Freed of its impending registration in favour of the Maltese government, residents and farmers in Qala have now started receiving letters from the Abbazia, of hiked rents – one farmer claimed he has to pay 30 times the ‘qbiela’ on his four tumuli of land.

The Abbazia’s rector, Peter Valentino, refused to answer a series of detailed questions sent by MaltaToday, insisting that there was “absolutely no public interest as to [the Abbazia’s] dealings.”

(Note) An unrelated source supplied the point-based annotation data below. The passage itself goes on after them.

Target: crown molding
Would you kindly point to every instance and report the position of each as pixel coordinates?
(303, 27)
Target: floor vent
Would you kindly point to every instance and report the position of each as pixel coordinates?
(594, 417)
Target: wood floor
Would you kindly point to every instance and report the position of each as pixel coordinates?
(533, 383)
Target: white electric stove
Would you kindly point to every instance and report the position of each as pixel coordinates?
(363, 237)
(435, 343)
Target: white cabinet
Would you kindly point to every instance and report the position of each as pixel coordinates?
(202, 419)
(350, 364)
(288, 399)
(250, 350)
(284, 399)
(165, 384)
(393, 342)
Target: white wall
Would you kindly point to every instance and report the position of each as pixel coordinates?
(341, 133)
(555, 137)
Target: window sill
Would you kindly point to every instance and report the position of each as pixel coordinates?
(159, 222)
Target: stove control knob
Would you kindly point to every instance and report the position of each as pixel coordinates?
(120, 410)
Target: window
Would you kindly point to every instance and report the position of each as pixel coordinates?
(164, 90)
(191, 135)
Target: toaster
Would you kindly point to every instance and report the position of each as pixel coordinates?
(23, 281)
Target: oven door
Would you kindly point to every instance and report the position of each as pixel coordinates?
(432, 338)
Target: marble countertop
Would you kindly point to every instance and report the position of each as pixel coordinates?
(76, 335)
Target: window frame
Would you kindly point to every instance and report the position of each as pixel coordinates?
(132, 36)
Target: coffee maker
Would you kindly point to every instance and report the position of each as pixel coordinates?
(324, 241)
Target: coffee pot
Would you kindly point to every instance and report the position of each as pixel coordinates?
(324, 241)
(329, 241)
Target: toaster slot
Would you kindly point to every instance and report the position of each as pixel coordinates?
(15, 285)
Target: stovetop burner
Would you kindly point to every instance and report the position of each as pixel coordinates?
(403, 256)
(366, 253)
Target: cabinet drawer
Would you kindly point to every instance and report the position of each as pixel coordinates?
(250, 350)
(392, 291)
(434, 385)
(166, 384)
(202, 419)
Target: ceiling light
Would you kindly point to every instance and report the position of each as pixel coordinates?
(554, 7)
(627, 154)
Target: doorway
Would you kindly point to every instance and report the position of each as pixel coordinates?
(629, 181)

He also said that the old rents were from the 18th century and had never been updated since.

“Most of these questions form the subject of civil proceedings pending before the courts, and have been similarly raised by Mario Gatt and his company as a preliminary defence in cases filed against him by the Benefice to stop him and his companies from continuing to usurp property belonging to the private Benefice,” Valentino said – referring to the developers who want to turn the quarry into a cruise liner terminal.

Quarry wars

A major bone of contention is playing out in court between the Abbazia and Gatt Developments, the company occupying one of the two quarries on the Qala coastline, the other being Roads Construction.

Gatt has occupied the quarry since the early 1980s, when he acquired the former company that worked the quarry. Originally, it was the cleric administering the Abbazia’s lands who granted the first company the emphyteusis on the land to cut rock.

In 2003, the Maltese Archdiocese, as the administrator of the Abbazia, unsuccessfully attempted to prove that the land occupied by the Roads Construction quarry was its property. The Gozo courts turned down its bid to evict the quarry operator, because it had failed to prove that the area – known as tal-Wardati – was indeed the property of the Abbazia. Indeed it was only because the cleric administering the land at the time, Fr Saverin Bianco, had “indicated the land with his finger on the map, without consulting any maps” to the Church’s land surveyor.

But when two architects were asked to interpret the borders of this land from a plan included in a contract from 1737, both agreed that the Church’s interpretation of the extent of the Abbazia’s lands had been incorrect. The court declared that the Church had failed to prove its possession of the lands acquired by Roads Construction.

Yet since the Church relinquished its administration of the Abbazia, the private landowners are now seeking the eviction of nearby quarry owner Roads Development.

One email from 2 July 2018, presented in court, indicates that the Abbazia wants Gatt to pay more for its rock-cutting, and has accused the company of having cut rock deeper than it was allowed by previous agreements. “Once we agree on the process [to establish how much Gatt has to pay for the rock-cutting] we will be able to discuss the territorial concession for reasons that go beyond simple rock-cutting.”

The suggestion points at Gatt’s intention to develop a cruise liner terminal, a project that was being handled by a delegate of the Prime Minister – Tony Borg – but which, so far, has not advanced on the government’s agenda. The Abbazia has refused to comment on whether it is interested in developing the quarry “beyond simple rock-cutting”.

The Abbazia is no longer accepting the annual €652 pittance from the emphyteutical grant, and is now seeking Gatt’s eviction.

The Abbazia has also accused Mario Gatt of affecting a transfer of part of his quarry from one of his companies, Salvu Mintoff & Sons, to another of his companies, Gatt Enterprises, and then requesting the land registry to issue him with a title on the land.

“[Gatt] has been for two years requesting an emphyteutical grant on the Benefice’s territory, which includes the part of the quarry abusively transferred to his own company. These negotiations were being held… allegedly in their bid for a contract to build a passenger cruise liner terminal and other real estate. Both sides attempted a mediation on these conditions, which mediation was carried out by Judge emeritus Philip Sciberras,” Peter Valentino said in a court action against Gatt.

In comments to MaltaToday, Valentino described Gatt as an unscrupulous possessor who had used false declarations on public deeds to register as his own the Abbazia property, and that a complaint had been filed with the Commissioner of Police.